As $U$ is not concave, it's expected that the solution will be a corner one. We consider two auxiliary problems:
\begin{equation}
\max\limits_{\substack{x\\s.t.\\ a-\tau\ge x\ge 0 }} U(x,a-\tau-x)
\tag{P1}
\end{equation}
\begin{equation}
\max\limits_{\substack{x,y\\s.t.\\ a\ge x\ge 0 }} U(x,a-x)
\tag{P2}
\end{equation}
Let $x_1$ and $x_2$ be the respective solutions of P1 and P2 and $u_1$ and $u_2$ the respective values of the problems. If $x_1<a-\tau$ and $u_1\ge u_2$ then $x_1$ and $y=a-\tau-x_1$ solves the original problem. If $x_2=a$ and $u_2\ge u_1$ then $x_2=a$ and $y=0$ solves the original problem. In all other cases, the original problem does not have a solution.
For example: Take $a=1$ and $\tau=-1$ and $U(x,y)=4x^2+y^2+x+y$. The constraint is $x+y=2$ as long as $y>0$. So, $U$ increases as we increase $x$ and reduce $y$ but if $y$ hits zero then we are forced to set $x=1$ since the constraint discontinuously changes to $x+y=1$. But $U(2-\varepsilon,\varepsilon)>U(1,0)$ for small $\varepsilon>0$. In sum, we would like to choose $(x,y)=(2,0)$ but due to the discontinuity in the function defining the constraint set, the constraint set is an open. We can approach $(2,0)$ with points in the constraint set but the limit point $(2,0)$ does not satisfy the constraint.
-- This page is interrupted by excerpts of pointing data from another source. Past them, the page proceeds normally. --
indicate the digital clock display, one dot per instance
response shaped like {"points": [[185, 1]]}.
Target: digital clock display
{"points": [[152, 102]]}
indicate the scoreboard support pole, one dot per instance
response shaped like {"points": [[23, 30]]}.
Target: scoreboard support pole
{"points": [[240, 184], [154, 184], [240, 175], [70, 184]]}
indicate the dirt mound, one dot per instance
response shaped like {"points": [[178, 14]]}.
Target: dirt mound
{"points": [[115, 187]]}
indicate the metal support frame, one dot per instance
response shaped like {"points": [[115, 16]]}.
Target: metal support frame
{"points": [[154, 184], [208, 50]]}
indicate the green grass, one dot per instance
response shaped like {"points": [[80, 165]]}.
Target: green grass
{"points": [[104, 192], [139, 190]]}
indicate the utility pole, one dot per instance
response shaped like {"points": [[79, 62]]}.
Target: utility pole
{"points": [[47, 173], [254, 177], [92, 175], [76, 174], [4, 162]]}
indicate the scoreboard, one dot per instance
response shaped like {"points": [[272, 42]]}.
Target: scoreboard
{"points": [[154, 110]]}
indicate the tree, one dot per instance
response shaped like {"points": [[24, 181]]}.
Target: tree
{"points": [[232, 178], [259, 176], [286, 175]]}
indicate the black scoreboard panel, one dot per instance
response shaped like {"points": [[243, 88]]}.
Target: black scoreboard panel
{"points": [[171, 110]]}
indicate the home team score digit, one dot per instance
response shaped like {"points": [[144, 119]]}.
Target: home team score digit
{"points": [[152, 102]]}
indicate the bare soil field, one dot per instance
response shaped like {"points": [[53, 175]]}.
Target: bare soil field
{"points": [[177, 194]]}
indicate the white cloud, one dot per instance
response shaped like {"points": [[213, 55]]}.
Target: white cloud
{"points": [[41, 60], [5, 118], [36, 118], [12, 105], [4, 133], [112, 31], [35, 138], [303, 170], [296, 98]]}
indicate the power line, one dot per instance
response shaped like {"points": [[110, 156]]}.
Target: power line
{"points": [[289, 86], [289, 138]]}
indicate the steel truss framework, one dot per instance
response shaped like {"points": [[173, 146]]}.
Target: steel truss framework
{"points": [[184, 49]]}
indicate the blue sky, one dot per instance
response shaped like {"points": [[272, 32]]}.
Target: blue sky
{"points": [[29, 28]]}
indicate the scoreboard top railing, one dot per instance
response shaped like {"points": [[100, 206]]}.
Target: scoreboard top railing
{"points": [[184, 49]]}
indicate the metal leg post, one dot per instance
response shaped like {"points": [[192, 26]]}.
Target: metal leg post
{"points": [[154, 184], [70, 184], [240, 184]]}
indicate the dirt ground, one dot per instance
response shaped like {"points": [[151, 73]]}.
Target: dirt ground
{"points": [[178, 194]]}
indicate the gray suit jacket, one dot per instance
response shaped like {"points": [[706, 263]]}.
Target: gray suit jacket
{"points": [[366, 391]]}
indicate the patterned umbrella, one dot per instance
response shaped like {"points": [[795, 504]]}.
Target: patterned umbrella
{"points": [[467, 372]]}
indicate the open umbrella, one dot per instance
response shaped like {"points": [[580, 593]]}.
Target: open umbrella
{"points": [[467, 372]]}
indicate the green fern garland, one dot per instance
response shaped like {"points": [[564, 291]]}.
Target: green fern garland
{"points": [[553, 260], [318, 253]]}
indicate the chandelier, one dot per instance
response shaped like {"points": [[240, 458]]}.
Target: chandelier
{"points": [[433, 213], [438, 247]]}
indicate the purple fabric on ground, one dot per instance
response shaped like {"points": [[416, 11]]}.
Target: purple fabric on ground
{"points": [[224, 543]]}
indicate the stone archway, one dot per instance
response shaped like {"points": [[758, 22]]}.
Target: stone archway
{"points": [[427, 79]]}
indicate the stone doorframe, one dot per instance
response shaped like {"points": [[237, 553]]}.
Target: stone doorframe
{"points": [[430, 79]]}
In the new edit version of the question $\tau>0$. In this case, you just need to compare $u_1=\max_{\substack{x\\s.t.\\ a-\tau\ge x\ge 0 }} U(x,a-\tau-x)$ with $U(a,0)$. If the first is greater and $a-\tau>x_1$ then the solution of P1 is your answer. If the second is greater then $x=a$ and $y=0$ is your answer. A solution always exist because $U(a-\tau,0)<U(a,0)$ by $U_x>0$.
If $U_{xx}U_{yy}-U_{xy}^2\ge 0$ then your function $U$ is convex. In this case the solution will always be a corner point: the $(x,y)$ that maximizes $U$ subject to your constraint will be either $(a,0)$ or $(0,a-\tau)$.